B.C. Housing wants to provide a mix of both short-term and long-term housing in Maple Ridge, “to provide a rapid response to the growing issue of homelessness.”

It also wants to work with the city and residents and is focused on finding the right place to put such projects, Rajvir Rao, with B.C. Housing, said Monday.

Ivan Drury, with the Alliance Against Displacement, charged last week that B.C. Housing is only intending on providing work-camp-style lodging instead of the more attractive modular housing with self-contained suites planned for Vancouver.

Even then, Drury said, nothing would be ready until spring, leaving residents in the Anita Place Tent City to languish all winter.

Rao said that in order to provide housing as quickly as possible, B.C. Housing is looking at using “temporary, re-purposed modular housing.

“These units are ideal for locations where the housing is intended to be a shorter-term option while more permanent housing is developed, and involve a design that can be developed and installed quickly,” Rao said.

He added that the units will have private washrooms, but won’t have kitchens. Instead, as with other modular housing projects, meals would be provided along with 24/7 staffing and support services.

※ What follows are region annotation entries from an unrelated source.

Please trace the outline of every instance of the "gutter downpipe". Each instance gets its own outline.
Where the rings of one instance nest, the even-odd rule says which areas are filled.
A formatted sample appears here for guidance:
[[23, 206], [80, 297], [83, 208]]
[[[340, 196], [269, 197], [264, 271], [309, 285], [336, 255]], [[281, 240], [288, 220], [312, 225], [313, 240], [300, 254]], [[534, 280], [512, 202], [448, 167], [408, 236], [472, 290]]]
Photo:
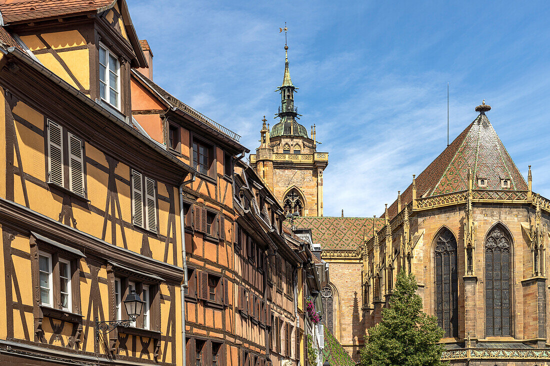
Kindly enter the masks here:
[[187, 356], [185, 346], [185, 289], [189, 285], [187, 283], [187, 258], [185, 253], [185, 217], [183, 215], [183, 186], [195, 181], [196, 173], [191, 173], [191, 178], [182, 182], [179, 185], [179, 223], [180, 229], [182, 230], [182, 260], [183, 263], [183, 284], [180, 286], [180, 293], [182, 296], [182, 360], [184, 366], [186, 365]]

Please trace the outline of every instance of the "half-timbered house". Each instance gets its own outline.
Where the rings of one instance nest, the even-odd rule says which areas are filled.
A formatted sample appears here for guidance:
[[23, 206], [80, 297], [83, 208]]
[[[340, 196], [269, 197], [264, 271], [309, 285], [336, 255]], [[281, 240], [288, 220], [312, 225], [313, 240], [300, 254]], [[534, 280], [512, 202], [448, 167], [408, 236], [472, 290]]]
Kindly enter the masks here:
[[[181, 364], [179, 191], [131, 118], [146, 68], [124, 0], [3, 2], [0, 362]], [[124, 300], [135, 292], [140, 315]]]

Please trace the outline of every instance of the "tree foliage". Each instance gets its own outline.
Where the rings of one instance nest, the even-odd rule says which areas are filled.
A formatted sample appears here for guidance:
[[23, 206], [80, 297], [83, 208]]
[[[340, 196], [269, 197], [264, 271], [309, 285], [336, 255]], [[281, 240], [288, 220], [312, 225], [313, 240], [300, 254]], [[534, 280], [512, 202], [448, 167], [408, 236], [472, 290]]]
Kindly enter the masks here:
[[382, 321], [369, 329], [369, 342], [361, 351], [363, 366], [442, 366], [444, 334], [435, 317], [422, 312], [414, 275], [397, 275], [389, 308]]

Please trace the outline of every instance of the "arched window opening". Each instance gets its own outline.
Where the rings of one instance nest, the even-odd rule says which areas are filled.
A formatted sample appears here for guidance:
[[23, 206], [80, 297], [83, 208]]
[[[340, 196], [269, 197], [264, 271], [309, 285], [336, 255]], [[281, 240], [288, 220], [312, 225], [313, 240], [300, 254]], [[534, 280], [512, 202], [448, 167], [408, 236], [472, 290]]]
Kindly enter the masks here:
[[491, 230], [485, 242], [485, 331], [512, 335], [511, 241], [502, 228]]
[[285, 215], [298, 212], [300, 216], [304, 216], [304, 203], [295, 189], [293, 189], [287, 195], [283, 202]]
[[436, 313], [445, 337], [458, 337], [458, 265], [457, 239], [447, 228], [437, 236]]
[[324, 310], [323, 323], [331, 333], [334, 333], [334, 296], [330, 286], [326, 286], [321, 290], [321, 300]]

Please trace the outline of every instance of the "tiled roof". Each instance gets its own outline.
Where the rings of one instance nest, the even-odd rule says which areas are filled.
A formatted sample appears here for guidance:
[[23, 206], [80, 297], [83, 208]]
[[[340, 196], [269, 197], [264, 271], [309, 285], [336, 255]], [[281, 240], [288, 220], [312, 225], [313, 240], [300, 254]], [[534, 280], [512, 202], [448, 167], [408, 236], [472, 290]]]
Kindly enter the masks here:
[[328, 359], [331, 366], [355, 366], [355, 362], [336, 340], [328, 328], [326, 326], [323, 328], [324, 348], [323, 348], [323, 362]]
[[294, 223], [298, 228], [311, 229], [313, 242], [321, 244], [322, 249], [354, 250], [369, 240], [384, 226], [384, 220], [359, 217], [299, 217]]
[[0, 0], [6, 23], [96, 12], [114, 0]]
[[15, 47], [19, 51], [25, 52], [21, 45], [12, 36], [9, 32], [0, 26], [0, 46], [8, 47]]
[[[471, 169], [474, 189], [525, 191], [527, 183], [520, 173], [485, 113], [480, 113], [466, 129], [416, 178], [416, 197], [429, 197], [468, 189]], [[478, 179], [487, 180], [479, 187]], [[501, 188], [501, 179], [510, 181]], [[404, 206], [413, 201], [412, 182], [401, 196]], [[397, 200], [389, 207], [390, 218], [397, 214]]]

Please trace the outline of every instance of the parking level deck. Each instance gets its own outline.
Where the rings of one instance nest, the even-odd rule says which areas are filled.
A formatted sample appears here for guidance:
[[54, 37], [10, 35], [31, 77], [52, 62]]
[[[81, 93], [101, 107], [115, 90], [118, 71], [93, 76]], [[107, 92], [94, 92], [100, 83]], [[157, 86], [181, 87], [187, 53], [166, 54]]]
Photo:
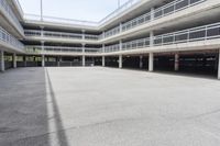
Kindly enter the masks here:
[[220, 82], [102, 67], [0, 74], [0, 146], [218, 146]]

More details about what’s actually being proposed will be added as part of the public consultation, once B.C. Housing identifies a site in Maple Ridge.

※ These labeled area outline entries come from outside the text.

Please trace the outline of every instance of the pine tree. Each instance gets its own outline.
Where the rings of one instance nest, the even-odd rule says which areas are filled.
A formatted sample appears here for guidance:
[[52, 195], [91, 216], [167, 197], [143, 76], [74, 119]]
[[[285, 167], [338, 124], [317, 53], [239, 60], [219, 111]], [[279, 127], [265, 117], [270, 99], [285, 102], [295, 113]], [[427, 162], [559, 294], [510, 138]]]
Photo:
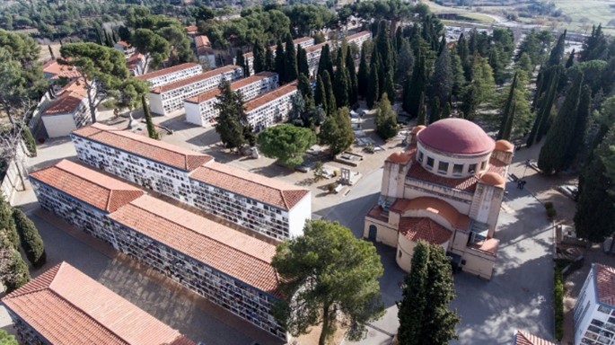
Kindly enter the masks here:
[[147, 102], [145, 102], [145, 94], [141, 95], [141, 104], [143, 105], [143, 117], [145, 118], [145, 126], [147, 126], [147, 136], [153, 139], [160, 139], [160, 136], [156, 131], [156, 128], [154, 126], [152, 113], [150, 112]]
[[34, 223], [19, 208], [13, 208], [13, 218], [22, 242], [22, 247], [26, 258], [34, 268], [42, 267], [47, 261], [43, 239], [39, 234]]
[[250, 76], [250, 68], [248, 67], [248, 64], [246, 64], [246, 59], [245, 58], [243, 58], [243, 52], [242, 51], [242, 49], [237, 49], [237, 55], [235, 56], [235, 65], [242, 67], [242, 70], [243, 70], [244, 77]]
[[[265, 49], [265, 70], [276, 72], [276, 58], [273, 57], [271, 49]], [[279, 79], [279, 75], [277, 78]]]
[[[504, 138], [505, 128], [508, 123], [508, 118], [510, 118], [513, 109], [513, 104], [514, 103], [514, 91], [517, 88], [518, 75], [514, 74], [513, 77], [513, 83], [510, 84], [510, 92], [508, 93], [508, 98], [506, 98], [506, 102], [504, 104], [504, 109], [502, 110], [502, 119], [500, 120], [500, 128], [497, 131], [497, 136], [496, 137], [498, 140]], [[512, 122], [511, 122], [512, 126]], [[510, 136], [510, 132], [509, 132]]]
[[286, 83], [290, 83], [297, 78], [297, 52], [294, 43], [290, 35], [286, 36], [286, 52], [284, 57], [284, 77]]
[[252, 46], [252, 69], [254, 73], [260, 73], [267, 69], [267, 62], [265, 61], [265, 48], [260, 40], [256, 40]]
[[277, 80], [280, 81], [280, 84], [286, 83], [286, 67], [285, 66], [285, 55], [284, 47], [282, 46], [282, 41], [277, 40], [277, 45], [276, 46], [276, 73], [277, 73]]
[[592, 111], [592, 89], [588, 85], [583, 86], [579, 106], [576, 111], [576, 122], [575, 131], [570, 137], [570, 146], [566, 154], [565, 166], [571, 166], [576, 160], [578, 153], [584, 147], [585, 136], [587, 134], [587, 123]]
[[565, 157], [570, 146], [570, 137], [575, 133], [582, 84], [583, 74], [579, 73], [547, 133], [547, 139], [538, 157], [538, 167], [543, 173], [550, 175], [567, 168]]
[[303, 74], [305, 76], [310, 76], [310, 66], [307, 59], [307, 52], [305, 49], [297, 45], [297, 71], [299, 74]]
[[372, 109], [378, 101], [378, 66], [372, 66], [369, 71], [369, 80], [365, 94], [367, 108]]
[[325, 86], [325, 94], [327, 95], [327, 115], [331, 116], [338, 110], [338, 103], [333, 93], [333, 84], [331, 84], [331, 77], [328, 71], [322, 71], [322, 83]]
[[427, 114], [425, 111], [425, 93], [421, 93], [418, 97], [418, 109], [417, 111], [418, 111], [417, 114], [417, 126], [426, 125]]
[[316, 76], [316, 90], [314, 91], [314, 104], [322, 106], [322, 110], [328, 114], [327, 110], [327, 89], [325, 88], [322, 75]]
[[358, 80], [356, 79], [356, 68], [355, 67], [355, 58], [352, 56], [350, 46], [346, 50], [346, 69], [350, 77], [350, 89], [348, 90], [348, 101], [350, 104], [355, 104], [358, 101]]
[[361, 49], [361, 61], [359, 62], [359, 72], [356, 75], [357, 92], [359, 96], [367, 96], [367, 88], [369, 83], [369, 65], [367, 65], [367, 60], [365, 58], [365, 44], [363, 44], [363, 49]]

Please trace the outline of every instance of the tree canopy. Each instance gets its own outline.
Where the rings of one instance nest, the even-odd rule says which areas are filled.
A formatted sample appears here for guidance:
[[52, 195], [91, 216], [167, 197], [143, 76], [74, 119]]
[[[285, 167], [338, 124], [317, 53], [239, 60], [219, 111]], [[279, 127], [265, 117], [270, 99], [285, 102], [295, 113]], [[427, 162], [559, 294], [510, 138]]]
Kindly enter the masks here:
[[287, 278], [280, 289], [289, 300], [274, 312], [291, 334], [321, 323], [324, 345], [339, 321], [347, 339], [356, 341], [383, 314], [378, 283], [383, 269], [375, 247], [337, 222], [308, 221], [303, 236], [277, 246], [272, 265]]

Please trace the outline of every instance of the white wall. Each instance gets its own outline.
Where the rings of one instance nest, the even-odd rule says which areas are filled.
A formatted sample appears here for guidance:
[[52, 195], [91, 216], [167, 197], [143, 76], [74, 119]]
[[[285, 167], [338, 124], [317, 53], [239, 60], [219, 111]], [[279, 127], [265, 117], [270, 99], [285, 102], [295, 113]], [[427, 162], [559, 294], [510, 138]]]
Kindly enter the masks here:
[[290, 236], [296, 237], [303, 234], [305, 221], [312, 219], [312, 192], [305, 194], [288, 212], [288, 228]]

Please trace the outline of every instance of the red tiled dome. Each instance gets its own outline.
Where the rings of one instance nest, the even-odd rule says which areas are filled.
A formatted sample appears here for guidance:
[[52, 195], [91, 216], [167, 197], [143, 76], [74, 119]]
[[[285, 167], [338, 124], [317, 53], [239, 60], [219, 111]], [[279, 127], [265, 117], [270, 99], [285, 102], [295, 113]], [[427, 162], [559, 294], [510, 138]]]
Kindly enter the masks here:
[[487, 154], [496, 147], [496, 142], [480, 127], [463, 119], [440, 119], [417, 137], [424, 146], [450, 154]]

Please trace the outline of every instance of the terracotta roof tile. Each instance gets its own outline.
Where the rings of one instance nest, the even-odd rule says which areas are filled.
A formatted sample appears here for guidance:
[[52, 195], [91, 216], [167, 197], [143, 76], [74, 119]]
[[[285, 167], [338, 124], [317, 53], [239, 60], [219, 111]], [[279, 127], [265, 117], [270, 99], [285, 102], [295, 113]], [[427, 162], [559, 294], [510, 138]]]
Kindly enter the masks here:
[[[236, 82], [231, 83], [231, 90], [233, 90], [233, 91], [239, 90], [240, 88], [244, 87], [248, 84], [250, 84], [252, 83], [256, 83], [259, 80], [263, 80], [266, 78], [270, 78], [276, 75], [277, 74], [273, 73], [273, 72], [257, 73], [254, 75], [250, 75], [247, 78], [242, 78], [242, 79], [240, 79]], [[220, 94], [220, 89], [215, 88], [214, 90], [209, 90], [206, 93], [199, 93], [194, 97], [190, 97], [190, 98], [187, 99], [185, 102], [189, 102], [190, 103], [195, 103], [195, 104], [199, 104], [199, 103], [202, 103], [207, 100], [211, 100], [212, 98], [217, 96], [218, 94]]]
[[273, 244], [147, 195], [110, 217], [261, 291], [281, 296], [271, 266]]
[[286, 84], [286, 85], [280, 86], [273, 91], [269, 91], [268, 93], [263, 93], [259, 95], [259, 97], [253, 98], [250, 101], [248, 101], [245, 102], [245, 107], [246, 107], [246, 113], [261, 107], [269, 102], [272, 102], [274, 100], [277, 100], [285, 94], [288, 94], [289, 93], [296, 92], [297, 90], [297, 83], [290, 83]]
[[70, 114], [87, 97], [87, 91], [83, 83], [74, 80], [66, 86], [56, 93], [56, 99], [43, 111], [43, 116]]
[[113, 212], [143, 190], [76, 163], [62, 160], [30, 176], [99, 209]]
[[514, 334], [514, 345], [556, 345], [527, 332], [517, 331]]
[[598, 300], [615, 307], [615, 267], [593, 263]]
[[159, 69], [157, 71], [146, 73], [145, 75], [137, 75], [137, 76], [136, 76], [136, 78], [139, 79], [139, 80], [152, 79], [152, 78], [155, 78], [157, 76], [161, 76], [161, 75], [168, 75], [171, 73], [178, 72], [178, 71], [180, 71], [182, 69], [191, 68], [191, 67], [194, 67], [195, 66], [198, 66], [198, 64], [194, 63], [194, 62], [187, 62], [185, 64], [172, 66], [168, 67], [168, 68], [163, 68], [163, 69]]
[[186, 79], [181, 79], [181, 80], [178, 80], [177, 82], [167, 84], [166, 85], [154, 87], [154, 89], [150, 90], [150, 93], [166, 93], [166, 92], [171, 91], [171, 90], [175, 90], [175, 89], [178, 89], [180, 87], [189, 85], [190, 84], [200, 82], [201, 80], [206, 80], [206, 79], [212, 78], [214, 76], [220, 75], [223, 73], [228, 73], [228, 72], [231, 72], [231, 71], [233, 71], [236, 69], [241, 69], [241, 68], [242, 67], [240, 67], [239, 66], [235, 66], [235, 65], [224, 66], [224, 67], [212, 69], [211, 71], [204, 72], [204, 73], [198, 74], [197, 75], [192, 75], [192, 76], [188, 77]]
[[73, 134], [185, 172], [191, 172], [214, 159], [209, 155], [181, 148], [101, 123], [94, 123], [75, 130]]
[[66, 262], [3, 302], [53, 344], [194, 344]]
[[291, 209], [310, 190], [217, 162], [192, 172], [190, 178], [283, 209]]
[[413, 242], [423, 240], [433, 244], [442, 244], [452, 235], [452, 231], [426, 217], [402, 217], [400, 232]]
[[468, 216], [460, 213], [451, 204], [437, 198], [398, 199], [391, 206], [391, 212], [400, 214], [410, 209], [424, 209], [439, 215], [456, 229], [468, 230], [470, 228], [470, 217]]

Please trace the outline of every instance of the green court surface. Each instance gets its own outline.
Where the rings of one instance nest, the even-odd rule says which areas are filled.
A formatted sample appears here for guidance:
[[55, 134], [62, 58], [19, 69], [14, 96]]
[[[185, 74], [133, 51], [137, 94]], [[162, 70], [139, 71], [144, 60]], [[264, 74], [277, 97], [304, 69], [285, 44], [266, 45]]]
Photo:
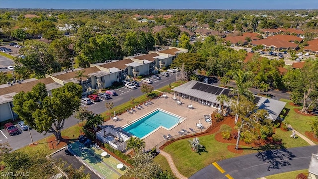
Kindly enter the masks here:
[[80, 158], [82, 162], [87, 164], [90, 170], [105, 179], [118, 179], [127, 171], [127, 166], [124, 164], [122, 168], [117, 168], [118, 164], [122, 163], [115, 157], [109, 154], [105, 157], [102, 156], [101, 153], [105, 151], [101, 149], [84, 148], [78, 141], [69, 144], [68, 147], [68, 150]]

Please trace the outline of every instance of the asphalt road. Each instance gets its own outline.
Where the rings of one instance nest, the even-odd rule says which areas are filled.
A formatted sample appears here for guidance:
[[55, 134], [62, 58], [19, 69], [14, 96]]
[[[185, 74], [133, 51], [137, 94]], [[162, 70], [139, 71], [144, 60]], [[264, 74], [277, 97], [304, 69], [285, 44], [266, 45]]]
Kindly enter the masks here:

Maple Ridge council, though, wants public consultation to take place before a location is identified.

Rao noted that B.C. Housing is still intent on providing a supportive housing complex in Maple Ridge, for which $15 million has already been allocated.

As well, 94 units of affordable housing will be built in partnership with Maple Ridge-Pitt Meadows Community Services. That project includes 20 studio suites, five of which can be rented at $375 a month, the current shelter portion for income assistance for a single person.

“B.C. Housing is working with the society to transition more units to the shelter rate of income assistance to house more vulnerable people,” Rao said.

Meanwhile, B.C. Housing has said thanks, but no thanks to an offer by Ron Jones to provide an 11-acre site in Pitt Meadows for a homeless shelter and supportive housing complex.

Jones, and land owner and developer in Maple Ridge and Pitt Meadows, had offered to lease out his property on the northwest corner of Lougheed Highway and Harris Road, which is in the Agricultural Land Reserve, as a way to solving the log jam surrounding homelessness in Maple Ridge.

He made the offer because the property wasn’t close to any other residences, while it was still on a major transportation route, and as a way of helping resolve the issue.

“While the Pitt Meadows site is not a viable option for the Maple Right situation, we are actively exploring a number of potential locations, but no firm site has been identified yet,” B.C. Housing said Friday.

Maple Ridge-Mission MLA Bob D’Eith said in November that a public meeting was to take place soon on a housing project for Maple Ridge, to provide a place for the people in Anita Place Tent City, located in the downtown.

B.C. Housing was looking at 20 such locations.

Two previous sites identified, one at 21700-block Lougheed Highway, the other at the Quality Inn, now the Econo Lodge, were rejected in 2016 because of public outcry.